XML and Rebol
From the Rebol Console:
do http://reb4.me/r/altxml
? load-xml
For Rebol 3:
do http://reb4.me/r3/altxml
For Red:
do https://raw.githubusercontent.com/rgchris/Scripts/master/experimental/altxml.red
For Ren-C:
do https://raw.githubusercontent.com/rgchris/Scripts/master/experimental/altxml.reb
Sample Usage
To get all the links from an xhtml page:
html: load-xml/dom http://w3.org
links: html/get-by-tag <a>
foreach link links [print ["(" link/get #href ")" link/text]]

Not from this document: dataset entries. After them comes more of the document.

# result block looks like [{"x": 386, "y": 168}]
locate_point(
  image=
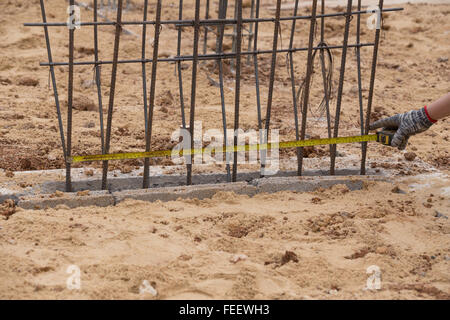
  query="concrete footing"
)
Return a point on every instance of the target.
[{"x": 250, "y": 188}]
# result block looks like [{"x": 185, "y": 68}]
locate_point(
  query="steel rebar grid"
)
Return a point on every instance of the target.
[
  {"x": 309, "y": 67},
  {"x": 112, "y": 92},
  {"x": 144, "y": 71},
  {"x": 70, "y": 103},
  {"x": 237, "y": 93},
  {"x": 212, "y": 56},
  {"x": 98, "y": 80},
  {"x": 294, "y": 96},
  {"x": 211, "y": 22},
  {"x": 271, "y": 82},
  {"x": 193, "y": 88},
  {"x": 151, "y": 102},
  {"x": 340, "y": 87},
  {"x": 371, "y": 88},
  {"x": 223, "y": 4},
  {"x": 53, "y": 77}
]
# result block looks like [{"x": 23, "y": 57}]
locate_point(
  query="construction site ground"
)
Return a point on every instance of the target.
[{"x": 286, "y": 245}]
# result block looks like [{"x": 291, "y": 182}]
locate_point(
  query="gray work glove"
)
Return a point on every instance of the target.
[{"x": 406, "y": 124}]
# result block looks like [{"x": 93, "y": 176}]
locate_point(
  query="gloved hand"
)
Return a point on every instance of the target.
[{"x": 406, "y": 124}]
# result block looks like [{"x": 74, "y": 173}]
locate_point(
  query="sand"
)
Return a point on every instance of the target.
[{"x": 296, "y": 245}]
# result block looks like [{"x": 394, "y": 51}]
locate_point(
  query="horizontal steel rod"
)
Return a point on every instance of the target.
[
  {"x": 212, "y": 56},
  {"x": 187, "y": 23}
]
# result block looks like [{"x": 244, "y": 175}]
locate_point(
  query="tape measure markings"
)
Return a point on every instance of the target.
[{"x": 228, "y": 149}]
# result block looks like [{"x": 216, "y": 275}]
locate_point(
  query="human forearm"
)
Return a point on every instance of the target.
[{"x": 440, "y": 108}]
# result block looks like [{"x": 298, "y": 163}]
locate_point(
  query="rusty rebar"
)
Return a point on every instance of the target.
[
  {"x": 70, "y": 103},
  {"x": 371, "y": 88},
  {"x": 271, "y": 82},
  {"x": 151, "y": 102},
  {"x": 309, "y": 68},
  {"x": 237, "y": 92},
  {"x": 193, "y": 88},
  {"x": 340, "y": 87},
  {"x": 112, "y": 92}
]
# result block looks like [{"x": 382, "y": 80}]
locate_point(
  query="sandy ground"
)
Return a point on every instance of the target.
[{"x": 298, "y": 245}]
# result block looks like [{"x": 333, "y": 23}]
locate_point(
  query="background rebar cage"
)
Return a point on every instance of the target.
[{"x": 235, "y": 45}]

To get entry titles from an RSS feed:
rss: load-xml/dom http://www.rebol.com/article/carl-rss.xml
entries: rss/get-by-tag <item>
foreach entry entries [probe entry/get <title>]
Today’s Weather
weather: http://weather.yahooapis.com/forecastrss?p=35205
weather: load-xml/dom weather
weather: pick weather/get-by-tag <condition> 1
probe weather: context [
temp: rejoin [weather/get #temp "°F"]
sky: weather/get #text
]
load-xml
This function parses an XML document provided by string!, url! or file! producing a representative block. Tags are represented by the tag! type, attributes by the issue! type and text prefixed by a /text refinement.
>> load-xml "<a b='c'>D</a>"
== [
<a> [
#b "c"
%.txt "D"
]
]
Tags with only text as children have a single value:
>> load-xml "<a>B</a>"
== [
<a> "B"
]
/dom refinement
Wraps the above document in an object! with accessor functions. Values from the accessor functions are similarly wrapped in objects.
get-by-tag ‘tag
Returns a block of child nodes where the tag matches the ‘tag value.
body: doc/get-by-tag <body>
body/get-by-tag <p>
get-by-id ‘id
Returns the first matching child node that has an attribute id matching the the ‘id value.
header: doc/get-by-id "header"
children
Returns a block of child nodes.
body/children
sibling /before /after
Returns an adjacent node or none!
header/sibling/after
get ‘name
Returns the value of an immediate child node of name ‘name (attribute or child tag)
doc/get #b
doc/get <a>
text
Returns the textual value of a tag node.
header/text
value
The value of a node.
header/value
flatten
Serializes the document back to an XML string.
path
(only in the experimental version for now)
Select nodes and values using a path notation:
; all titles in an RSS feed
rss/path [<rss> <channel> <item> <title> ?]
; all item nodes in an XML document
rss/path [* <item>]
; first header in an HTML document
html/path [<html> * <h1> 1]
Notation includes:
<rss> - select tags at the current depth
#version - select attributes at the current depth
* <item> - select any descendant with this tag
2 - selects the second result
? - converts the selection(s) to that node's value
Not implemented:
parent
To follow. Will return a node’s parent node.